- The Canada-US border closure has been extended for at least another month, and may possibly stay closed beyond that as a result of the worsening coronavirus pandemic situation in the US.
- One group of people still free to cross the border — truckers delivering goods — say they don’t want to.
- A growing number of Canadian truckers are scared to enter the US because of the perception that Americans aren’t taking the virus seriously enough, in addition to the scary numbers of coronavirus cases and deaths that keep surging.
Last week, Canada’s prime minister Justin Trudeau announced that the Canada-US border would remain closed for most people until at least August 21, with additional extensions of the border closure possible beyond that date. Basically, it means that non-essential travel can’t take place between the two countries right now, which is no surprise given how the situation regarding the coronavirus pandemic in the US is continuing to spiral out of control.

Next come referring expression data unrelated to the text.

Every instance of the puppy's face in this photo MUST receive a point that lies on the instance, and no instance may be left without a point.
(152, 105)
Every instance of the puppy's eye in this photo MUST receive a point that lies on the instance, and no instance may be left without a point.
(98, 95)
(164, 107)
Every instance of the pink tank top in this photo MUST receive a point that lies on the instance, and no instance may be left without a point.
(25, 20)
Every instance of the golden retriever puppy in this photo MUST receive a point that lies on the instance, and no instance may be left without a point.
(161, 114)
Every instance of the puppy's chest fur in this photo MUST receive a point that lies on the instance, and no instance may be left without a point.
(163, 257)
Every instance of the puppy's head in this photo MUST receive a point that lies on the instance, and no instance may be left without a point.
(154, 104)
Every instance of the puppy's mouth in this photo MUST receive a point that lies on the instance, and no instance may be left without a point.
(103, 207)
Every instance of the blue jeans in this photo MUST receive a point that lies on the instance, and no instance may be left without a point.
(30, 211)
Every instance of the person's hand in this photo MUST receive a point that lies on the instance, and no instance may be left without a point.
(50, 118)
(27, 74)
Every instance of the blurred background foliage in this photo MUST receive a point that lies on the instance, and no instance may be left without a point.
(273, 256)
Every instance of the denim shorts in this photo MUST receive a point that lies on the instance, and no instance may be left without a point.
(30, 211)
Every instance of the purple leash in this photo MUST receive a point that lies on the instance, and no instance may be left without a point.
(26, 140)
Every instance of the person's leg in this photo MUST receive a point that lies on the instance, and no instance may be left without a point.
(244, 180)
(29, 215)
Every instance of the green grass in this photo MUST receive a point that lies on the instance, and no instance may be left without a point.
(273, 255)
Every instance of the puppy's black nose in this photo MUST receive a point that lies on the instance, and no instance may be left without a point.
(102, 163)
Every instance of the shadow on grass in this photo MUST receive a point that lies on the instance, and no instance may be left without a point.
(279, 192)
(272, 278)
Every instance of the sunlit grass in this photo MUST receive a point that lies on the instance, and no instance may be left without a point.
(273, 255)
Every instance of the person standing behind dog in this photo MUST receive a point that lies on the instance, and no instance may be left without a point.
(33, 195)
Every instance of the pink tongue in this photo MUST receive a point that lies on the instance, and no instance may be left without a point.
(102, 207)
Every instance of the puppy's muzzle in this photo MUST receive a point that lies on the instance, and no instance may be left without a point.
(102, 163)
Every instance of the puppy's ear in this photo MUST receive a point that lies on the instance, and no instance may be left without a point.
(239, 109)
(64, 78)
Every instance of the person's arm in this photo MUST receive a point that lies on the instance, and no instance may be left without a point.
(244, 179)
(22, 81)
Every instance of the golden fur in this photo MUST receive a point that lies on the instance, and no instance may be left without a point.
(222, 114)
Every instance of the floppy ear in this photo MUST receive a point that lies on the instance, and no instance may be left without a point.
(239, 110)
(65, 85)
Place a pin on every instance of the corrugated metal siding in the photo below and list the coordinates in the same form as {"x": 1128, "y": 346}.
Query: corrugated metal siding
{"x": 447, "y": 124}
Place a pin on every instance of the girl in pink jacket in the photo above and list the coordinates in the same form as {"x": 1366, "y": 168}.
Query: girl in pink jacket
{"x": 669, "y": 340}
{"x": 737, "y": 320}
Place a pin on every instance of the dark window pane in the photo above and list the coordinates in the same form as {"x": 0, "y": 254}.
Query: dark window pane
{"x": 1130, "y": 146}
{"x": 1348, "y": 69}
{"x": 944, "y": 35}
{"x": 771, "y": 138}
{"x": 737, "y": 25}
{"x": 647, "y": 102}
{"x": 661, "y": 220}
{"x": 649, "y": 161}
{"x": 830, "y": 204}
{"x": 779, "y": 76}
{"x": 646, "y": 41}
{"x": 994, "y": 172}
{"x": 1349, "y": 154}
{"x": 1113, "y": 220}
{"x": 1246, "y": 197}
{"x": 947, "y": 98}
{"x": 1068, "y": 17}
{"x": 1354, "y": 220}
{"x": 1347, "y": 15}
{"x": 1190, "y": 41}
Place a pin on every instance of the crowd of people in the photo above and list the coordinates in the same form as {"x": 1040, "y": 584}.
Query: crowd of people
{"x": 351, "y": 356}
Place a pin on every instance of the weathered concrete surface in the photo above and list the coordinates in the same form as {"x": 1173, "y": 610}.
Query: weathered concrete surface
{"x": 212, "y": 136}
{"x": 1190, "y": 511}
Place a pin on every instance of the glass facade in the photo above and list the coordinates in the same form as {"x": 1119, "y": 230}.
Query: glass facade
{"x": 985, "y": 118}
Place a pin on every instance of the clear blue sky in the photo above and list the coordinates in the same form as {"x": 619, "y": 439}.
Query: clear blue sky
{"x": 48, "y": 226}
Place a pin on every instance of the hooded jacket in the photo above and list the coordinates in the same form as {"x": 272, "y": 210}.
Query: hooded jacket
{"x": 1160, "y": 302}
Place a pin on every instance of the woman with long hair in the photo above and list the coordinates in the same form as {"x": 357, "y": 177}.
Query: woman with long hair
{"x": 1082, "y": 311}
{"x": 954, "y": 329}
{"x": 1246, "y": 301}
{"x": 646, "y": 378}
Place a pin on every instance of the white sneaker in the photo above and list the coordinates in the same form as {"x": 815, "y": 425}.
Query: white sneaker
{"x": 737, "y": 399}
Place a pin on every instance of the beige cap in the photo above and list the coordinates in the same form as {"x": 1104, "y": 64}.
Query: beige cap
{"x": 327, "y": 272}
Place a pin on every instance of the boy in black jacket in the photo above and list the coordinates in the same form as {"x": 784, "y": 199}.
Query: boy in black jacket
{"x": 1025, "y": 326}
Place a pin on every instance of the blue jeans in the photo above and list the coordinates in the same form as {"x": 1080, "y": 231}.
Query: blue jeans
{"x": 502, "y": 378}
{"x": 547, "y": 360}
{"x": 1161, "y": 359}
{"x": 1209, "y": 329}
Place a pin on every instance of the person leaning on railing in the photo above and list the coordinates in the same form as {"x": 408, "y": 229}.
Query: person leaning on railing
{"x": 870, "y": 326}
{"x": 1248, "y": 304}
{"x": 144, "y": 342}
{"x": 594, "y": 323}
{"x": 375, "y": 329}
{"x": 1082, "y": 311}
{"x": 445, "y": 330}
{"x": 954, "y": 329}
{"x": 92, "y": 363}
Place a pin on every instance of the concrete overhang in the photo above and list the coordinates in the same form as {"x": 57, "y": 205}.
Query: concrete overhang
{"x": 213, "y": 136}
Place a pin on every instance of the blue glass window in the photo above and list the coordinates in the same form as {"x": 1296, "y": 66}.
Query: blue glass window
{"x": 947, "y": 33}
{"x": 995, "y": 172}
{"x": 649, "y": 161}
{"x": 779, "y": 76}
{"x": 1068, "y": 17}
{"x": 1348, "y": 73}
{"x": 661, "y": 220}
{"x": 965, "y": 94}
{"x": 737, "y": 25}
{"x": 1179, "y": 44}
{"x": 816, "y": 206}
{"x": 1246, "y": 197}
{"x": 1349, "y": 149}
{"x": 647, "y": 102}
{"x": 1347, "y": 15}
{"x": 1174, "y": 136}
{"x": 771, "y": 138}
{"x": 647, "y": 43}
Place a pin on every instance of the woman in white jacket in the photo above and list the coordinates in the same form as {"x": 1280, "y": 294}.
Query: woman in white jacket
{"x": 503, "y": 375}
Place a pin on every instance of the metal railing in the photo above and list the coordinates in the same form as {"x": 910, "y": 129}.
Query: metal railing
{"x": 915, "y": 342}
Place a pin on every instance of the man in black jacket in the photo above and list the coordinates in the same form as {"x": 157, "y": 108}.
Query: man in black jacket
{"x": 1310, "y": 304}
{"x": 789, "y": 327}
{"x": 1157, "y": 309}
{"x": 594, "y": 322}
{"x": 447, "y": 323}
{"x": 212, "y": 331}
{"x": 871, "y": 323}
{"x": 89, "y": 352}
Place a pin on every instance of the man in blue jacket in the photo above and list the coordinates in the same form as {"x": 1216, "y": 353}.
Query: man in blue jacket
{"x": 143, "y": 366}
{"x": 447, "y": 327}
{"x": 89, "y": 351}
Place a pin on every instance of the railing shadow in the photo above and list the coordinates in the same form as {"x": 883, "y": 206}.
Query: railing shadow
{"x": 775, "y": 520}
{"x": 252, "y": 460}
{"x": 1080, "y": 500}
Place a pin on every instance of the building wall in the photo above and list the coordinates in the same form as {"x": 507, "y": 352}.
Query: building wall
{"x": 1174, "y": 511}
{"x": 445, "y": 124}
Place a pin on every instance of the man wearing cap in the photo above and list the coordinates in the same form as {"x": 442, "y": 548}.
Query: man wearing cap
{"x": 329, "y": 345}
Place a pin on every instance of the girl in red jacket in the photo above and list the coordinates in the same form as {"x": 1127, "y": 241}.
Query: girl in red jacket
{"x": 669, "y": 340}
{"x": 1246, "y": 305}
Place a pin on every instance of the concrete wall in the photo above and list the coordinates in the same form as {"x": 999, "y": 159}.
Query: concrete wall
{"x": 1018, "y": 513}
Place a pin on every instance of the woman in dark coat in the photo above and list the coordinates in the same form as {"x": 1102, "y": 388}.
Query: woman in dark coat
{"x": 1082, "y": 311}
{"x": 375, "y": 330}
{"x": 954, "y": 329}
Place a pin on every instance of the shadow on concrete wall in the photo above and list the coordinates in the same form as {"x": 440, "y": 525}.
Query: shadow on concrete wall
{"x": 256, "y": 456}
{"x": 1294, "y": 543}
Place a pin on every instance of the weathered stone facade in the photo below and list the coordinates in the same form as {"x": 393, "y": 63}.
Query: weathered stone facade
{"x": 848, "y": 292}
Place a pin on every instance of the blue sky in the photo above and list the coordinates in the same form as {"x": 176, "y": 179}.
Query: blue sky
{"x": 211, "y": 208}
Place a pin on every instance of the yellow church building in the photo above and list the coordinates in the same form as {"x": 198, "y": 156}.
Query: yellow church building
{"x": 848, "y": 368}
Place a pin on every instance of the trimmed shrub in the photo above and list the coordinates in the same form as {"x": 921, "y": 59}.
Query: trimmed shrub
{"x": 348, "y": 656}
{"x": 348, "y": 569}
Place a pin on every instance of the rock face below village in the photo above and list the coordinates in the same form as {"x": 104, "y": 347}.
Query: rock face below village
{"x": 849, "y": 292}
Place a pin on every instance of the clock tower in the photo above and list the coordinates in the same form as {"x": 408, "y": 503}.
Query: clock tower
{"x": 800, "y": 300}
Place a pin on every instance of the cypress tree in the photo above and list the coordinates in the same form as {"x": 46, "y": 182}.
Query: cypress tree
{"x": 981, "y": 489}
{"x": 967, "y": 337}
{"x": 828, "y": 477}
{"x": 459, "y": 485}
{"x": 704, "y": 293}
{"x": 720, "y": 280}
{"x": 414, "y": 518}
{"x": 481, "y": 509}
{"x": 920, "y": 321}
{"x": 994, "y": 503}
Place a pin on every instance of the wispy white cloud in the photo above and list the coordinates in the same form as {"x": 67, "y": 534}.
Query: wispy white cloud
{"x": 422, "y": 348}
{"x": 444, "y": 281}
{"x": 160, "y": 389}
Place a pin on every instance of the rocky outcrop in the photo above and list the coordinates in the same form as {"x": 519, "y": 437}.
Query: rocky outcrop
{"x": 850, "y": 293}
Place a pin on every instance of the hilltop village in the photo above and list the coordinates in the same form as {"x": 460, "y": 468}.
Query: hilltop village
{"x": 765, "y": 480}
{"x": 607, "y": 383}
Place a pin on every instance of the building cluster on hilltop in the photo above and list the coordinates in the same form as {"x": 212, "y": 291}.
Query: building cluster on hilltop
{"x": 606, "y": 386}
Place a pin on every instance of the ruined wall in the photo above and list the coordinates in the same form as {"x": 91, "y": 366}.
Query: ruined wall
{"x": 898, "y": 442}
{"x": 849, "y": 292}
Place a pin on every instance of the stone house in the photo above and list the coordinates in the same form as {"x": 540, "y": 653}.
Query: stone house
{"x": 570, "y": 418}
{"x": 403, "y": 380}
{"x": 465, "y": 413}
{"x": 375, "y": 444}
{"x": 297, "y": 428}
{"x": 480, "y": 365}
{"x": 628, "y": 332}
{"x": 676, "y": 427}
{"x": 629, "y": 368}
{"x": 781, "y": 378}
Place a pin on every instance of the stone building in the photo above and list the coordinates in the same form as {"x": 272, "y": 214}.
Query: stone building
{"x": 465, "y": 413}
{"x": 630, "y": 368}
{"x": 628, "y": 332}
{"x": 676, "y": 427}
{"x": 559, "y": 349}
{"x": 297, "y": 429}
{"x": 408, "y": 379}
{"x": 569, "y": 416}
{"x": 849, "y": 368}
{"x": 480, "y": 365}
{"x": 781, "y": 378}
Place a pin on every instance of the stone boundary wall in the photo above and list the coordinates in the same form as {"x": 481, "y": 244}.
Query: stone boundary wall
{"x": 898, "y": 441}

There is, however, at least one group of people who are allowed to cross the border and travel to and from Canada into the US. Canadian truckers can still continue their work as normal — but, increasingly, they don’t want to. That includes people like Leanne Steeves, a long-haul truck driver from Ontario who told CBC News that she’s concerned about being in the US because we don’t seem to be taking the virus seriously enough. “It’s like they don’t care,” she said about Americans. “Life is normal. Nothing’s changed for them.”
A Reddit thread about this news highlighted the quote from another truck driver, Dan Carson from southern Ontario, who told Global News that Americans aren’t taking the virus seriously and “I just don’t trust them.”
“I don’t trust ‘them’ either,” one Redditor replied. “And I live in the US.”
You can’t say you blame them, though. The latest coronavirus statistics from Johns Hopkins University show that almost 4 million coronavirus cases have been confirmed in the US thus far, and almost 143,000 deaths have been reported. Likewise, at a news conference on Tuesday, President Trump finally acknowledged what everyone else has been saying for weeks now about the coronavirus situation in the US: That “it will probably, unfortunately, get worse before it gets better.”
For comparison, the latest coronavirus statistics for Canada show that only around 113,705 coronavirus cases (as of the time of this writing) have been identified in the country, while less than 9,000 people have died from the virus. That state of Florida alone has seen around double the number of cases that all of Canada has.
Steeves and her husband drive a truck across the border every week, carrying goods to California. She described the situation here as “scary” to her. “I’m praying they don’t open the borders. That would just make everything up here that much worse … They need to protect our country.”